Using GH-Method: Math-Physical Medicine to investigate the macro-scaled relationship between Weather and Glucose

Corresponding Author: Gerald C. Hsu, eclaireMD Foundation, USA.

This paper discuss the direct relationship between ambient  temperature (weather) and glucose, both pasting plasma glucose (FPG) and postprandial plasma glucose (PPG).

The author suffered from severe type 2 diabetes for over 20 years.  After developing two prediction tools for FPG and PPG during 6/2015-3/2016, he was able to reduce his daily glucose from 279 mg/dL to 117 mg/dL, and A1C from 10% to 6.1%.  However, the prediction accuracy only reached to ~96%.

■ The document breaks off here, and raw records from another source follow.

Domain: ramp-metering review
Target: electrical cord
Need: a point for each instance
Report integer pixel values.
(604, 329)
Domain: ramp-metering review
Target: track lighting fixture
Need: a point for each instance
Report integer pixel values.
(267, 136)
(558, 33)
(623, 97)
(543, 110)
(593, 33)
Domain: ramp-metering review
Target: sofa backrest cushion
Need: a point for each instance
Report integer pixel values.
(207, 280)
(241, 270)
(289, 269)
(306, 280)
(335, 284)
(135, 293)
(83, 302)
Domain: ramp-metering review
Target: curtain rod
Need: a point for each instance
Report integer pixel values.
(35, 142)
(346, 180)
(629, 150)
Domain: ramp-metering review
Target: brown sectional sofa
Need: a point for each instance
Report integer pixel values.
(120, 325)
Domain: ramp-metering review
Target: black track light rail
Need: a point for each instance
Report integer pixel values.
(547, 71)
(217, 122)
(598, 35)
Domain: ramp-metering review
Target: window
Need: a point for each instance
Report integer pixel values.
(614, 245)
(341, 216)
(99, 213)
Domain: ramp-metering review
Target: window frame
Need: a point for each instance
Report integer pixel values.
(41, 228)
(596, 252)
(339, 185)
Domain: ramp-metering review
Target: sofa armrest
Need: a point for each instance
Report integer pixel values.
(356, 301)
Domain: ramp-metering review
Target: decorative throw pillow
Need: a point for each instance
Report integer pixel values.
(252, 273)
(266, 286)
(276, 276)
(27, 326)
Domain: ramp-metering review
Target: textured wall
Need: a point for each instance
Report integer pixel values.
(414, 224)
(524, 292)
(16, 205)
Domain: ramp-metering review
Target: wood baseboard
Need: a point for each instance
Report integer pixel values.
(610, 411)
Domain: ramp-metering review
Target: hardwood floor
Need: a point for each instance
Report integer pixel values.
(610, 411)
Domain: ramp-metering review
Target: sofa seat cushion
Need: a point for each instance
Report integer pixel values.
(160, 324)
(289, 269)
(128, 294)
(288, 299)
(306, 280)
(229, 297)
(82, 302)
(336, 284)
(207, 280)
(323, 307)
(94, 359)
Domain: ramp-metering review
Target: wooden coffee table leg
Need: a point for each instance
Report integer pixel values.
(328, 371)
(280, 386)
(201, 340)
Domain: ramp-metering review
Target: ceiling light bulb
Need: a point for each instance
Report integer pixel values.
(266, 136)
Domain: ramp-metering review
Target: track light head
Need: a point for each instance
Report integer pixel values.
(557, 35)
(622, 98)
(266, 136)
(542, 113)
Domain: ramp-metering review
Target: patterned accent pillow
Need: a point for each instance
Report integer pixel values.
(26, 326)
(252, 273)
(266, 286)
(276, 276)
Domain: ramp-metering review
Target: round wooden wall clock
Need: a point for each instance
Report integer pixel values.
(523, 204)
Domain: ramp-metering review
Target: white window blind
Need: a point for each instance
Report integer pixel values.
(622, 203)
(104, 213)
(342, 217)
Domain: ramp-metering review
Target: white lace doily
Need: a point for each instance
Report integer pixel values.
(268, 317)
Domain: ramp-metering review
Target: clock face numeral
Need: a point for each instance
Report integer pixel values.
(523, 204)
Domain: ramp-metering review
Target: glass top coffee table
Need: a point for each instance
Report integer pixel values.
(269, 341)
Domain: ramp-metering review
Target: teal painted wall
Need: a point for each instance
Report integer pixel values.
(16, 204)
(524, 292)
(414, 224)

In addition to the primary factors causing his glucose fluctuations, such as medication, carbs and sugar intake, exercise, weight, he also examined other secondary factors, including anxiety, stress, measurement delay, traveling, illness, sleep disturbance, etc. In summary, more than 20 elements were considered and about 1.5 million data collected.

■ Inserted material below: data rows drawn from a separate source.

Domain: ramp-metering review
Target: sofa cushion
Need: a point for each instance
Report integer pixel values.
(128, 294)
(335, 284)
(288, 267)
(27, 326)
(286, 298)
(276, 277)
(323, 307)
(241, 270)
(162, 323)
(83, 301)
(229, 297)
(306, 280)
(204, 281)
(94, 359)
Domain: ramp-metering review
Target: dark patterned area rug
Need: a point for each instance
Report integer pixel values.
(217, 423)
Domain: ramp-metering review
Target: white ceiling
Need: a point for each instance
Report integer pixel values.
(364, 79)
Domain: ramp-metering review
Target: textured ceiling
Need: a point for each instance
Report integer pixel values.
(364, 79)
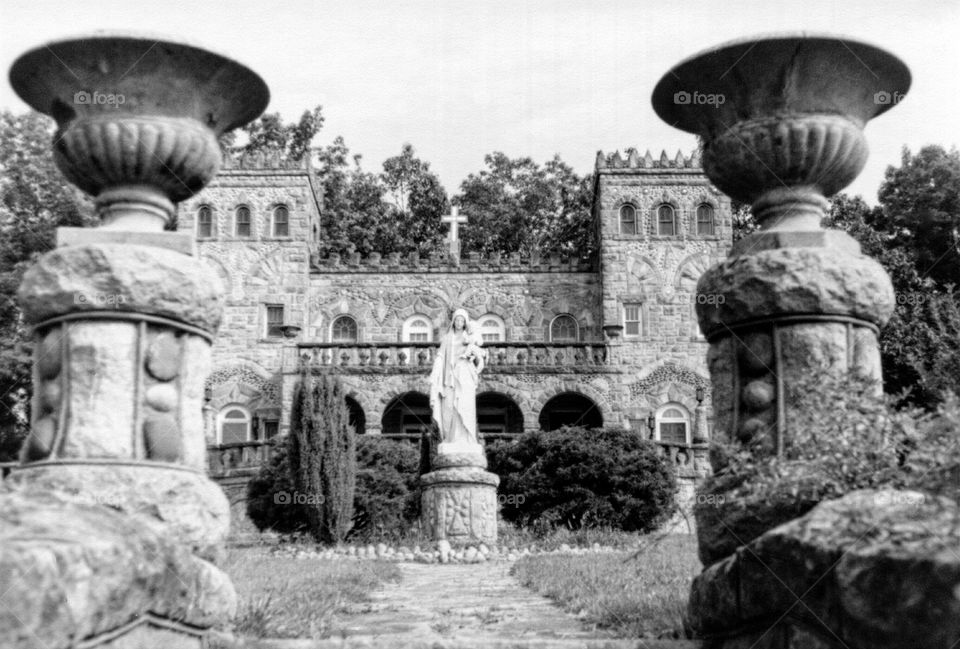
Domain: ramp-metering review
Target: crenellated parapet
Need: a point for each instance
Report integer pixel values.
(473, 262)
(264, 161)
(632, 159)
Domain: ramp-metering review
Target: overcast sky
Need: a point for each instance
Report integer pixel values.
(460, 79)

Between 5/2016 and 12/2017, he noticed his glucose fluctuation pattern correlated with the seasonal weather.  As a result, he started to investigate the ambient temperature effect.

He selected a period of 1,310 days (6/1/2015-12/31/2018) as his research window.  It included 3 weather periods: 562 days of warm temperature (43% days: >77 Fahrenheit); 371 days of mild temperature (28% days: 67-76 Fahrenheit); and 376 days of cold temperature (29% days: <66 Fahrenheit).

In his weather analysis, he used a curve-fitting method from engineering and developed and tried several different weather formulas to find the best fit.  In conclusion, for warm weather, the PPG increased by 0.9 mg/dL for every degree higher than 77 due to increased metabolism activities.  For cold weather, the FPG decreased by 0.3 mg/dL for every degree lower than 66 due to “hibernation” interpretation.

Figure 1: weather analysis during 6/1/2015 -12/31/2017
Figure 2: weather analysis during 6/1/2015 -12/31/2018

After adding into this temperature adjustment, his overall glucose prediction’s accuracy increases 2.2% from 97.6% (without weather) to 99.9% (with weather) and correlation coefficient decreases from 72% (without weather) down to 63% (with weather).

This analysis has proved that ambient temperature (weather) is one of the most important secondary factors for both FPG and PPG next to primary influential factors, such as carbs/sugar intake, post-meal exercise, and weight.